Longtime Laurel Heights modern French favorite, Nico, moved to Jackson Square this spring, now featuring a full bar and prix fixe lunch and dinner menus from gracious husband-wife team, chef Nicolas and Andrea Delaroque. The menu remains focused on  farmers market seasonality, where peas sing with grilled lettuces and smoked trout roe in a warm sabayon, or silky steelhead trout comforts in an anchovy-laced broth. Operating in a prix fixe-only format — except for a short bar menu — there are 2 ($32) and 3 ($38) course lunch menus and at night, 4 ($62) and 6-course ($82, available by end of summer) menus.

Robin, Hayes Valley

At Hayes Valley’s hip-chic Robin, sushi is set to hip hop, salmon pinks and greys and accompanied by Anna Nguyen’s thoughtful saké pairings. Chef Adam Tortosa has fun with omakase menus that incorporate pristine, non-traditional nigiri supplemented by A5 beef tartare or sesame noodles in shaved black truffles. Omakase menus range from $79-179 so set the price in that range, where for under $100, you can experience a sushi feast unlike any other.

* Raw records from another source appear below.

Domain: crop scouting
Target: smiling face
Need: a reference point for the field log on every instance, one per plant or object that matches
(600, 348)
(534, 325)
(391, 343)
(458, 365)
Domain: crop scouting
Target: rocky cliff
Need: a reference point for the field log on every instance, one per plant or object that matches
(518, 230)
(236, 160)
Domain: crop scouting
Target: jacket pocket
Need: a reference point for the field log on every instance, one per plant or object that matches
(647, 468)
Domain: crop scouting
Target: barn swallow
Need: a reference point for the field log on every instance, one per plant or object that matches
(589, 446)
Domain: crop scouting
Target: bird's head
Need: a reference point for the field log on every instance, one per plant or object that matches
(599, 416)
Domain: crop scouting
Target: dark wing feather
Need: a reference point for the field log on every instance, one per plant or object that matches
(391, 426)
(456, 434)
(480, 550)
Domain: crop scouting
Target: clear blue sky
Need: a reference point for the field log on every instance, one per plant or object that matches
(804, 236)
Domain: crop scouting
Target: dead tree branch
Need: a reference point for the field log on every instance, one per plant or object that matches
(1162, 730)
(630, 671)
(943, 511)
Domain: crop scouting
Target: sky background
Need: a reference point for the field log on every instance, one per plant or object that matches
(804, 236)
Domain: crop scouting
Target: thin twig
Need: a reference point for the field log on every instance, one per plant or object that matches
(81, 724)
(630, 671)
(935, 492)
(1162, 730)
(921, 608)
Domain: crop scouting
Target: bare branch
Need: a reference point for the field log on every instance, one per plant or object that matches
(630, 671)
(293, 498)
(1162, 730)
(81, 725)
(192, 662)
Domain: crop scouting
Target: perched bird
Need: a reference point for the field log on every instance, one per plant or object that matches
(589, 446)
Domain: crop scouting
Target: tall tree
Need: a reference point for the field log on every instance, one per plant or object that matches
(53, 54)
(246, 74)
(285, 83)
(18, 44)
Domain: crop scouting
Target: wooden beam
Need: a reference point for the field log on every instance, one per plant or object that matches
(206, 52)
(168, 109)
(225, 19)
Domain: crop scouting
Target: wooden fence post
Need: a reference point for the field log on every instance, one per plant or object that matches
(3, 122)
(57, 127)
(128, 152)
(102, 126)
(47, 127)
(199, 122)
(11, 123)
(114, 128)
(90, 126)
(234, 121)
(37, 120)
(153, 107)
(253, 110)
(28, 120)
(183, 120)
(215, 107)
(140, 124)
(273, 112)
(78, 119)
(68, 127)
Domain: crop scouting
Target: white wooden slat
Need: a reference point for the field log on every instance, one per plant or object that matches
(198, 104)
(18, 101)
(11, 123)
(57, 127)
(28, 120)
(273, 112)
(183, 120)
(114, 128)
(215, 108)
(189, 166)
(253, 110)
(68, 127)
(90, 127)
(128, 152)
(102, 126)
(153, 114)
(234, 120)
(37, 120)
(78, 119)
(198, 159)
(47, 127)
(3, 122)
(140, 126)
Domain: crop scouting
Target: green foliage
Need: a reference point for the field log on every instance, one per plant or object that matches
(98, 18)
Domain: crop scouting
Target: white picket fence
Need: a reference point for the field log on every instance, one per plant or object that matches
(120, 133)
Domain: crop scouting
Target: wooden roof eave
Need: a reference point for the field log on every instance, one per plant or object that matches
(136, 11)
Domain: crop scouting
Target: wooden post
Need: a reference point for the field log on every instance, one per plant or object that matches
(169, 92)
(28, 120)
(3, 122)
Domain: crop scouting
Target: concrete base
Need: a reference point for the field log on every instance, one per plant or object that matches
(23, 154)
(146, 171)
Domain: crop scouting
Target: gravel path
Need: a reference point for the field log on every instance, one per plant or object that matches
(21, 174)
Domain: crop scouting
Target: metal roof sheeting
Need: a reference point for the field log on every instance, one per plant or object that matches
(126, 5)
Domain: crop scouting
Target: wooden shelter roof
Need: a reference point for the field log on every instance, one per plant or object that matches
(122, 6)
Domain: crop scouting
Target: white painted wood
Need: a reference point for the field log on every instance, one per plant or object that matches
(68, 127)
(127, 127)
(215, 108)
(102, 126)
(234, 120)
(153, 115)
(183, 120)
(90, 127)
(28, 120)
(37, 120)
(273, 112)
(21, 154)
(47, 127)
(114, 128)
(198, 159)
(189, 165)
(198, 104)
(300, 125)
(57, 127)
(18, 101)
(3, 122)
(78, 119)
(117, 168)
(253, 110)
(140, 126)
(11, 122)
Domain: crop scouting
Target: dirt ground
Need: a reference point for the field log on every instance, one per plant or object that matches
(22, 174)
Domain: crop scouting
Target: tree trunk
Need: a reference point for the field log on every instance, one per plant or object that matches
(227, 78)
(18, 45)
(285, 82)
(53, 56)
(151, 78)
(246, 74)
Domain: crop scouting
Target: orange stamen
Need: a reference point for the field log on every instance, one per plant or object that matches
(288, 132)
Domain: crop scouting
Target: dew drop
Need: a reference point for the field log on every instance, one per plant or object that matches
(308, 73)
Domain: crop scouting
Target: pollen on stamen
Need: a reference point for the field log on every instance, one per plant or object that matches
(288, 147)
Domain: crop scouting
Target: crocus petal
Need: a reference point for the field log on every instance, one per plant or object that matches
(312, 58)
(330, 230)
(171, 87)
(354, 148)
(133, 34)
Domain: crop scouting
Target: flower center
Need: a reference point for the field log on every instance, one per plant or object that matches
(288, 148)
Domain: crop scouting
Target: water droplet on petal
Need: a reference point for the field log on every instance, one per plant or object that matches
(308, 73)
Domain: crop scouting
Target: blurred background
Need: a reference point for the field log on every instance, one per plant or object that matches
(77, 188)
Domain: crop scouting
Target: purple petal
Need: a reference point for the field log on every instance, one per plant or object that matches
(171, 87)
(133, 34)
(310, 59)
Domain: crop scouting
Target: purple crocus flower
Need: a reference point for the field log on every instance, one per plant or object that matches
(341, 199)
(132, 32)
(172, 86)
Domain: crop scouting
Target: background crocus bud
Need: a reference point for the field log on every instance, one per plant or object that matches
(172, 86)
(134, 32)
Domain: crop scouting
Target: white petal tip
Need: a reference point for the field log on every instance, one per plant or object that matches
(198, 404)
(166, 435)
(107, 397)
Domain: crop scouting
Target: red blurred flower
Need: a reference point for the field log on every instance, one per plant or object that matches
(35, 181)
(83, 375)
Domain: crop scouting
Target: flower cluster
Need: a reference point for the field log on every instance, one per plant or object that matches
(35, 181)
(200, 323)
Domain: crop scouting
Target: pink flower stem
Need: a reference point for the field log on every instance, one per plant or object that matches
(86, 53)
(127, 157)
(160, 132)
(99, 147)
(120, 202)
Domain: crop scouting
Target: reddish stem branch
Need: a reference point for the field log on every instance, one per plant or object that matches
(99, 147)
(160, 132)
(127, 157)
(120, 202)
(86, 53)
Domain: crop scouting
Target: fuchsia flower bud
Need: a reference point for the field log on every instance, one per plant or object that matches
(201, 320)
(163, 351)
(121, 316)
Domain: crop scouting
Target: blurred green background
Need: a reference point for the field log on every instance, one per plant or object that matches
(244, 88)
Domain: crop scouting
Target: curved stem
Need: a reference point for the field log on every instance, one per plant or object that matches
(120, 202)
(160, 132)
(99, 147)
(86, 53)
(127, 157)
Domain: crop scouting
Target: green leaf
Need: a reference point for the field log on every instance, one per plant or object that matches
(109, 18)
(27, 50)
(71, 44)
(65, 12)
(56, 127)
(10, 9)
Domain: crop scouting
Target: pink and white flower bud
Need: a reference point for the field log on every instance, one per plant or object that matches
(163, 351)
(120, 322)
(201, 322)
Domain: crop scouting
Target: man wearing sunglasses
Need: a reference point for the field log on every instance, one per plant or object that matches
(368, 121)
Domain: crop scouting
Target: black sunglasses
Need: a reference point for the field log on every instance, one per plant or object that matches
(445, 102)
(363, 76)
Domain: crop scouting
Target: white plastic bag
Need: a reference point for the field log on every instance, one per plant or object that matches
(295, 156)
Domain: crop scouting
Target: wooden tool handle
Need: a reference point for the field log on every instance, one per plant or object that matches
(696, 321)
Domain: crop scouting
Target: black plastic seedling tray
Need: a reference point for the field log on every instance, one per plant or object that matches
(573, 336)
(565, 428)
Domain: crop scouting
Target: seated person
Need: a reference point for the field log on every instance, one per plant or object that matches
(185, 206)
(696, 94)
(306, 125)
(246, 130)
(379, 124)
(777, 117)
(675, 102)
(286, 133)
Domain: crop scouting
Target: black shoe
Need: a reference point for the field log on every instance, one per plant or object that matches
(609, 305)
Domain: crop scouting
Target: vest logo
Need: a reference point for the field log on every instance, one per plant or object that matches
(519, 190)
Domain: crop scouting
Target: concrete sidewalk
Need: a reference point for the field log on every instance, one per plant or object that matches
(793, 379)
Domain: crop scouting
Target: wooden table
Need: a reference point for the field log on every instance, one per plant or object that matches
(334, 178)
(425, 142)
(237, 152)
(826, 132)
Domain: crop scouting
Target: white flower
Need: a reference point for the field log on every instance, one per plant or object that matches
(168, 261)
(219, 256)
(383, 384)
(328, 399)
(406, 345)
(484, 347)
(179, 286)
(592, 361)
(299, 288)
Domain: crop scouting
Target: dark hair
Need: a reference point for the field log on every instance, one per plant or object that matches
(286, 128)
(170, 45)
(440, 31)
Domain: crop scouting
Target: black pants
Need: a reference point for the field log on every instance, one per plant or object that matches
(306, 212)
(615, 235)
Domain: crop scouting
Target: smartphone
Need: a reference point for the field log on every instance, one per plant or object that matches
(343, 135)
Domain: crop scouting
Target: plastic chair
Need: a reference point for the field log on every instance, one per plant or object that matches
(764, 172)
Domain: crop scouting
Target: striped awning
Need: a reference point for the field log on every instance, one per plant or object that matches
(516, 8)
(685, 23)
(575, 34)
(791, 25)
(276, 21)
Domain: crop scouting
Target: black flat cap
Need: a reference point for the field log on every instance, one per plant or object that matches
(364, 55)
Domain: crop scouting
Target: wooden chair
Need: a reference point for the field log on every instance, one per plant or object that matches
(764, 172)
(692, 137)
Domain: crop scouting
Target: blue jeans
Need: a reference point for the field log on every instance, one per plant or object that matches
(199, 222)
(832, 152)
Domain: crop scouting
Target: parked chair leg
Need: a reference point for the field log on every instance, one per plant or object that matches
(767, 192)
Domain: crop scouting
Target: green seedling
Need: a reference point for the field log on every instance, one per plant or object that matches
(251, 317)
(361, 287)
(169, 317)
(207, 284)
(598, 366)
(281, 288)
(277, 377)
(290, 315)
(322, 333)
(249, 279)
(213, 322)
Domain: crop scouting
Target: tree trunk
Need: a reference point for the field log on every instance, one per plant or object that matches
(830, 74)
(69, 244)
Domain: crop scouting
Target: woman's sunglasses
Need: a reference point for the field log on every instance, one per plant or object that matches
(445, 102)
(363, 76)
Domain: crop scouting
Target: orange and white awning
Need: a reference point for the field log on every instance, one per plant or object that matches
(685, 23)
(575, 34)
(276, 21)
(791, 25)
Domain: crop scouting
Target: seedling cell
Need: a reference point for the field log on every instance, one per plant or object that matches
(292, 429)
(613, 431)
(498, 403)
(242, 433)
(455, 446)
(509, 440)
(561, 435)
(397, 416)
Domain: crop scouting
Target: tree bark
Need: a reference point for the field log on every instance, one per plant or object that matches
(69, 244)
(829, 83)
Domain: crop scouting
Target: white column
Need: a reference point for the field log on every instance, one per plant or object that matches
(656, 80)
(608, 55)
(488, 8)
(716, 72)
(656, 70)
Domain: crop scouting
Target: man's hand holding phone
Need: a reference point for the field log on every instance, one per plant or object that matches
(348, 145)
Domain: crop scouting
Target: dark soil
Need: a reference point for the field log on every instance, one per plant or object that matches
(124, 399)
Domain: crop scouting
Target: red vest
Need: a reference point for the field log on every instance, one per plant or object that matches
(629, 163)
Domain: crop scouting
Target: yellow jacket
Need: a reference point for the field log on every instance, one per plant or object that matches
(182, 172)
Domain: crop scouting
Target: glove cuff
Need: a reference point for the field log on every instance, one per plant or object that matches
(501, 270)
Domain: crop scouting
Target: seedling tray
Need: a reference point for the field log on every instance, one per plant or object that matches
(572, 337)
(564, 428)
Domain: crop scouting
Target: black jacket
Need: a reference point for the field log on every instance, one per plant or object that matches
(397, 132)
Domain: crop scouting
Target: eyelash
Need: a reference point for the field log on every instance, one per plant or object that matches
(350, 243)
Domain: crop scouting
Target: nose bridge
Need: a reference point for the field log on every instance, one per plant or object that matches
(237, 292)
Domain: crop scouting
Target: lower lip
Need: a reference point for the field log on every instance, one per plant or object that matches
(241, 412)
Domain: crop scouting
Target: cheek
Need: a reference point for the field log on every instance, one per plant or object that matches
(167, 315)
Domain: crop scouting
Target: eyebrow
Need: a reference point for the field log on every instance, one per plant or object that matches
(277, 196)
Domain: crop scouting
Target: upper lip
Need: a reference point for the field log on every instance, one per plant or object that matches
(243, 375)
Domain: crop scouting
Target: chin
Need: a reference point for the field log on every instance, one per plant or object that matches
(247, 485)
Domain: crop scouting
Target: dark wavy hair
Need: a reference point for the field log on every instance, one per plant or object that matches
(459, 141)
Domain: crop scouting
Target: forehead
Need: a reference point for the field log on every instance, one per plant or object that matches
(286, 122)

Francisca’s SF spot prawn and first course bites

Merchant Roots, Lower Pacific Heights

Merchant Roots is a fantastic neighborhood cafe that opened this May serving daily handmade pastas, sandwiches and pastries but also quality, fresh pastas and sauces to take home and cook. Their chef’s table launches this summer, an intimate, 8-seat only table that takes over the cafe after-hours. While some menus will be over $100 per person, they have $98 menus in the mix as well. Look for smart, playful themes around literary, historic and culture themes, as well as an upcoming $98 “Colors” menu where each course represents a color, like blue as oyster, butterfly pea flower and fennel bigoli pasta or yellow glowing in a salad of bartlett pears, delicata squash and curry yogurt.

Rich Table, Hayes Valley

The “catch”? Rich Table’s family-style tasting menu is only for groups of 7 or more and you must reserve ahead. But it’s well worth it when you’re in the hands of one of SF’s most talented chef duos, Evan and Sarah Rich, in a Michelin-starred restaurant that has remained one of our best since opening in 2012. When it comes down to having to decide between their game-changing bites (those porcini doughnuts, aged beef wontons), Evan’s stellar, imaginative pastas (like cacio e pepe-style tonnarelli noodles in sea urchin Idiazabel cream sauce) or Sarah’s exquisite desserts (like coconut shave ice over lime sherbet with toasted coconut), you don’t have choose. You can have it all.

Parigo, Marina

With an invitingly cozy back patio (an ideal space for their Tiki bar pop-up Friday and Saturday nights), Parigo is a Marina wine bar offering good food, open mid-2017 from the owners of the Financial District’s The Barrel Room. It’s quite a deal at three courses with wine pairings for $65. Chef Manny Hewitt serves the likes of yellowfin tuna crudo accented in lemon garlic aioli, while wine director Sarah Trubnick’s passion for wine means you have not one but two suggested pairings for each dish, with flights and half glasses as an option to maximize wine exploration.